No compra décimos. Y el entorno, siempre dispuesto a traducir la diferencia en defecto, sospecha. Avaricia. Desafección. Frialdad. Pero no. El gesto responde a una higiene mental elemental. El azar organizado, con su coreografía de colas, sonrisas anticipadas y esperanza plastificada, le resulta una sobreestimulación innecesaria. No delega su futuro en un papel doblado ni necesita compartir expectativas en participaciones familiares. Prefiere que la esperanza no haga ruido. Y no lo explica. Simplemente no entra.
Los villancicos lo rodean. Llegan a sus oídos como llega el rumor de una obra lejana. No los combate ni los celebra. La repetición constante, la obligación de sonar alegre durante semanas, acaba convirtiendo la música en una forma de presión ambiental. No hay que odiar los villancicos para comprender que escucharlos sin tregua equivale a perderlos. Él baja el volumen del mundo. Y cuando la ciudad se densifica, cuando el centro se convierte en un decorado congestionado de luces y consignas, se aparta con la naturalidad de quien reconoce una zona saturada. No huye. Se preserva.
Mantiene relaciones familiares remotas. Con la familia política, particularmente. El contacto se limita a lo estrictamente protocolario, felicitaciones medidas, mensajes breves, una cordialidad que no admite derivadas. Con la propia familia, el vínculo existe pero se administra con cuentagotas. Llamadas puntuales. Presencias escogidas. Ningún desgarro. Ninguna dramatización. La distancia no nace del conflicto, sino de una convicción íntima de que el exceso de convivencia también erosiona los afectos.

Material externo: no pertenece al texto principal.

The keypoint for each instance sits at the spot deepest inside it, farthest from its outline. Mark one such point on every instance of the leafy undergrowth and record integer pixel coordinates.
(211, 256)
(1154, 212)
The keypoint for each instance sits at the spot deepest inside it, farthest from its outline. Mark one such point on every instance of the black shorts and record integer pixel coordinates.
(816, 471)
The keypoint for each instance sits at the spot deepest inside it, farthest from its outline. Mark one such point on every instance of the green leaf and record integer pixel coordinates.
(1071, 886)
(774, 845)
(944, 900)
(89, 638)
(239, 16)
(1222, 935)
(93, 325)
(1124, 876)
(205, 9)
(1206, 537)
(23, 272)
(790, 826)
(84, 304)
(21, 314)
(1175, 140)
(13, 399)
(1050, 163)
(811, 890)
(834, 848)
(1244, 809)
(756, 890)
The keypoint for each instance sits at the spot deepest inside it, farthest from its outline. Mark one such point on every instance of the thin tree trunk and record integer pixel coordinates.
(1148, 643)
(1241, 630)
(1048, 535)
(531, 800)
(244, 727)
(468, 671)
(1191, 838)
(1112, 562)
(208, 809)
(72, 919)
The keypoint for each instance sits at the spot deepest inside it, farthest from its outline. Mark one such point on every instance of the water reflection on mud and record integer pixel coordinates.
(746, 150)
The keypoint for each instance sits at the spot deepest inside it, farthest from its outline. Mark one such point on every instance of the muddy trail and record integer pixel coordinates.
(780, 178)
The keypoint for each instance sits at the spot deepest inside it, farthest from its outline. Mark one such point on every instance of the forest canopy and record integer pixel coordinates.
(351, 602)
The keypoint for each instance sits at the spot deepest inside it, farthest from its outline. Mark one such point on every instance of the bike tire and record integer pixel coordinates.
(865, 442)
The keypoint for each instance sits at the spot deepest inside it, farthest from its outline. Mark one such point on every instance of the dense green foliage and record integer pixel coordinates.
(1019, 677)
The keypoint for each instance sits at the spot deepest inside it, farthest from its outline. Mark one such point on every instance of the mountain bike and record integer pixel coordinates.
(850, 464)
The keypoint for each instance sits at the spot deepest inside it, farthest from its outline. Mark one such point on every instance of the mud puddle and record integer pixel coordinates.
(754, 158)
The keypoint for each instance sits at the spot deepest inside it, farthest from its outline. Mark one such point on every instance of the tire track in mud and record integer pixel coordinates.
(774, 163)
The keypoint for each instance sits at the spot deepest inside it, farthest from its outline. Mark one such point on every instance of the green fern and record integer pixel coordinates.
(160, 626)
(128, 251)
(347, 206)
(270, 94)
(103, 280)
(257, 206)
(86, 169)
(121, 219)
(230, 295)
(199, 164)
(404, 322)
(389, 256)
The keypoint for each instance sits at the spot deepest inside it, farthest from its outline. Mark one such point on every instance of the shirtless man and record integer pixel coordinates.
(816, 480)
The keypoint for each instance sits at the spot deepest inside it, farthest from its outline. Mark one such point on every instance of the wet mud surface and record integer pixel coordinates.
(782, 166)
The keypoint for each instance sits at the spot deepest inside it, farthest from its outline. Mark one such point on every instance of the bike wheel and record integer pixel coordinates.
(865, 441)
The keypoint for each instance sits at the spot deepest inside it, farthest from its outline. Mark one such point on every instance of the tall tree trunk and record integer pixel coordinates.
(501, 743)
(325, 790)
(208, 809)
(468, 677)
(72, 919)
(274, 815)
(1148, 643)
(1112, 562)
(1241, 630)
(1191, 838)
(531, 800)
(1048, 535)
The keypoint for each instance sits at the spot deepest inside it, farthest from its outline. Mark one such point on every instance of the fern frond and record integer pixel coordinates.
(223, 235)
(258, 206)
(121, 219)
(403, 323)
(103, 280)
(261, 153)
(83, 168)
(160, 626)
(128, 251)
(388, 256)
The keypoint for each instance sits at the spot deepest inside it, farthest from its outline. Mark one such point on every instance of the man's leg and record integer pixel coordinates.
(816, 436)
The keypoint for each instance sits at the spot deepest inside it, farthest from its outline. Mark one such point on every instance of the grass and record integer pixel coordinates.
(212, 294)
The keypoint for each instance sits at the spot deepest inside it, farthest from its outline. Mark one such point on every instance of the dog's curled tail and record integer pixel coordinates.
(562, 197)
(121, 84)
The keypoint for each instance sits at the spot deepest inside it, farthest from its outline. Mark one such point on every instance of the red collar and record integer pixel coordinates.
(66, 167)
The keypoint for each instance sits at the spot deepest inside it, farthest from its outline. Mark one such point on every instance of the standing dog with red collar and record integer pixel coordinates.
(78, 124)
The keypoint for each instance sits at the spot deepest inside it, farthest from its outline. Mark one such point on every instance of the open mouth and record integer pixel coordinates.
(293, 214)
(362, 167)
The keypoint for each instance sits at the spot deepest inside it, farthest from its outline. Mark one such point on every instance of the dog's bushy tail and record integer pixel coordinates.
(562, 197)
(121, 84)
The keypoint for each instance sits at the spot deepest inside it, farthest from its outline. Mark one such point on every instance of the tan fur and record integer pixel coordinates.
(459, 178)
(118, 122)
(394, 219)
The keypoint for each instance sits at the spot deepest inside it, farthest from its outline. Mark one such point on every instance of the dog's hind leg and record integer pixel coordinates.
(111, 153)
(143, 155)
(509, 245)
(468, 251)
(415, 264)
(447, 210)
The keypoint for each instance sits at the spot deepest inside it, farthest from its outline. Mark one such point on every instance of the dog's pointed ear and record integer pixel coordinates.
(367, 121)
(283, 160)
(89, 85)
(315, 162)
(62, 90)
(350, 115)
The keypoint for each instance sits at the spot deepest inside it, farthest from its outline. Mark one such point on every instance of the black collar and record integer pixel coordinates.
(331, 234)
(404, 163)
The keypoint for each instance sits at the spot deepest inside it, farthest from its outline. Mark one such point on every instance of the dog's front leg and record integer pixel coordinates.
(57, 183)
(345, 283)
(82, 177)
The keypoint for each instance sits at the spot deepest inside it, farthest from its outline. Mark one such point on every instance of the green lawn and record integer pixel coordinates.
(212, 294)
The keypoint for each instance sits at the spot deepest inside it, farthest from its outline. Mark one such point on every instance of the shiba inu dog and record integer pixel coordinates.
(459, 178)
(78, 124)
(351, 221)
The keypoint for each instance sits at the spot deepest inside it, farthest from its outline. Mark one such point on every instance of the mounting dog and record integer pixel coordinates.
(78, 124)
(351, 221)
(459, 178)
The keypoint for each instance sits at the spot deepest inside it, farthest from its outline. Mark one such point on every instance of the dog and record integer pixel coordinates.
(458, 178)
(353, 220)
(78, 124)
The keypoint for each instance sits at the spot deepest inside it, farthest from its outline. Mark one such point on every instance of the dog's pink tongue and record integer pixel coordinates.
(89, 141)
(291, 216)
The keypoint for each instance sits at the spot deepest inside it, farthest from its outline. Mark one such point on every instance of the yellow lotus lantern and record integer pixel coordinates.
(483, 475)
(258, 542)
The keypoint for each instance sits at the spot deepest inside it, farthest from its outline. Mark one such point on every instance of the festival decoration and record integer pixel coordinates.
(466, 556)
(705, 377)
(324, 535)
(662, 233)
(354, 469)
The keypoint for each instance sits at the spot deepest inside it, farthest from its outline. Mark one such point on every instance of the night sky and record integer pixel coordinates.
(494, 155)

La Nochebuena pasa sin él. O mejor dicho, él pasa sin la Nochebuena. Excusa su ausencia con una cortesía impecable. Llama. Agradece. Desea lo mejor. No argumenta. No ensaya un alegato doméstico. No se justifica más de lo necesario. Sencillamente no va. Se queda fuera del ritual con la misma naturalidad con la que uno decide no ponerse una prenda incómoda. La mesa se llena. El brindis se produce. La vida continúa con independencia de su silla vacía. Y esa constatación, tan simple, resulta casi tranquilizadora.
El año no entra por la boca ni se inaugura con atragantamientos simbólicos
Tampoco acude a la comida de Navidad, ese partido de vuelta de la Nochebuena que suele disputarse con menos entusiasmo y más digestión pendiente. El recalentado emocional, las conversaciones repetidas, la sobremesa forzada. Todo eso le parece innecesario. No hay rechazo. Hay economía del esfuerzo. Elige no reincidir.
No come las uvas. No por rebeldía ni por desprecio a la tradición. La escena le resulta excesiva. Doce bocados apresurados para domesticar el tiempo. Doce campanadas convertidas en prueba de resistencia. El año no entra por la boca ni se inaugura con atragantamientos simbólicos. Prefiere que el calendario avance sin coreografía masticable. Tampoco sale el uno de enero. La resaca colectiva le resulta más cansada que cualquier bebida. Esa procesión de cuerpos rendidos, esa épica del agotamiento compartido, no le despierta ninguna curiosidad.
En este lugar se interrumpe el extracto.